Genetic diversity indices are summarized in Table 3. The number of singleton variable site (S) was 32 and nucleotide diversity (π) was 0.04412. Areas with high genetic diversity indices were the W region (68 polymorphic sites, 49 parsimony-generic sites, 19 single-variable sites) and the C region (nucleotide diversity = 0.03793). Pairwise distances and nucleotide diversity were lowest in the FNE region (Table 3).
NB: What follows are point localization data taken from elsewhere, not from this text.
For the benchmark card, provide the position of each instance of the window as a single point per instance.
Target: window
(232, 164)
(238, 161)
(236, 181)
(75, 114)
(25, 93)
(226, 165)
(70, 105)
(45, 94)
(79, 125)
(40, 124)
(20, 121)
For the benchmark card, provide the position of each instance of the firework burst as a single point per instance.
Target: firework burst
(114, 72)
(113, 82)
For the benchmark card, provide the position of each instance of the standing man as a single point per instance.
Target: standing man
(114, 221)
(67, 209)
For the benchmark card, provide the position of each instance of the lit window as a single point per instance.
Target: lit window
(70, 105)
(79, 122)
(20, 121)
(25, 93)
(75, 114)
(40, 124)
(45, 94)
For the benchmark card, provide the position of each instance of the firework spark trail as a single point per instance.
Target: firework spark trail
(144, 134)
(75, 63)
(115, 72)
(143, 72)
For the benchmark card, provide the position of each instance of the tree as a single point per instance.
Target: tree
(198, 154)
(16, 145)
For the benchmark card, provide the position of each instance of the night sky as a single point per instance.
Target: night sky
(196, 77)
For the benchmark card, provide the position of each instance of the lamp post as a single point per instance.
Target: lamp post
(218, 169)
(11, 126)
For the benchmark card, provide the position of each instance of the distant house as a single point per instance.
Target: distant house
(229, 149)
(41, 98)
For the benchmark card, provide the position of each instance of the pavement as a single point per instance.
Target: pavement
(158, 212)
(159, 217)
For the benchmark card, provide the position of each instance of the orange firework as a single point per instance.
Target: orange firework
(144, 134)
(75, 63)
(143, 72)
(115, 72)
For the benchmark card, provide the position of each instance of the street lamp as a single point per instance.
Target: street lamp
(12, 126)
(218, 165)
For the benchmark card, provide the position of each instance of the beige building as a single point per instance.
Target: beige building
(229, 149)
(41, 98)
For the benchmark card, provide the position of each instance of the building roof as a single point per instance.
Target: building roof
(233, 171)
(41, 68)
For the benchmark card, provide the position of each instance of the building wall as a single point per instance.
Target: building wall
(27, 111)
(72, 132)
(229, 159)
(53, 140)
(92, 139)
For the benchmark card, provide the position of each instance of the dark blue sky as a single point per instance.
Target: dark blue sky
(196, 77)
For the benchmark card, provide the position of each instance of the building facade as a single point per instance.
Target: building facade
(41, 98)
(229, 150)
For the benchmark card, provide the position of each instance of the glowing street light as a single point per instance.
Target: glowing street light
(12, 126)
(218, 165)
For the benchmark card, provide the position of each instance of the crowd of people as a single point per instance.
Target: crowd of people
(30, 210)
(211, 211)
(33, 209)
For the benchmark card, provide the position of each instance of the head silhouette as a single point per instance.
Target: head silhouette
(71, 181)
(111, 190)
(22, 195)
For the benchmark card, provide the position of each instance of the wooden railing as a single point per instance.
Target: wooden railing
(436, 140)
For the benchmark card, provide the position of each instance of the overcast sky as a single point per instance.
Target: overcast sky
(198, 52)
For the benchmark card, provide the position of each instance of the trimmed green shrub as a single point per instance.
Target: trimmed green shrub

The multilocus NJ phylogram from POFAD recovered seven major groups, with one being unique to our study (Group 7) (Figure 3). The POFAD algorithm implements confrontational information to infer the genetic distance between individual. The algorithm differs from the phylogenetic analysis in that it constructs and visualizes comparative data in the network by calculating the interactive distance matrix of the combined genetic information of each sample, then averaging the distances between the haploids. The clade composition for each geographic group is shown in the BI analysis (Figure 2), confirming that some geographic groups are distributed across multiple clades. For the six groups found in the NJ phylogram of Zhan and Fu (2011), there was no correlation with either region or altitude, with individuals from the W region included in all groups. Members of the newly identified Group 7 in this study (Figure 3) came from the SE region (Fujian and Zhejiang Provinces in China) and the FNE region (Korea, Russia, and Heilongjiang Province of China).

Figure 3.

Figure 3.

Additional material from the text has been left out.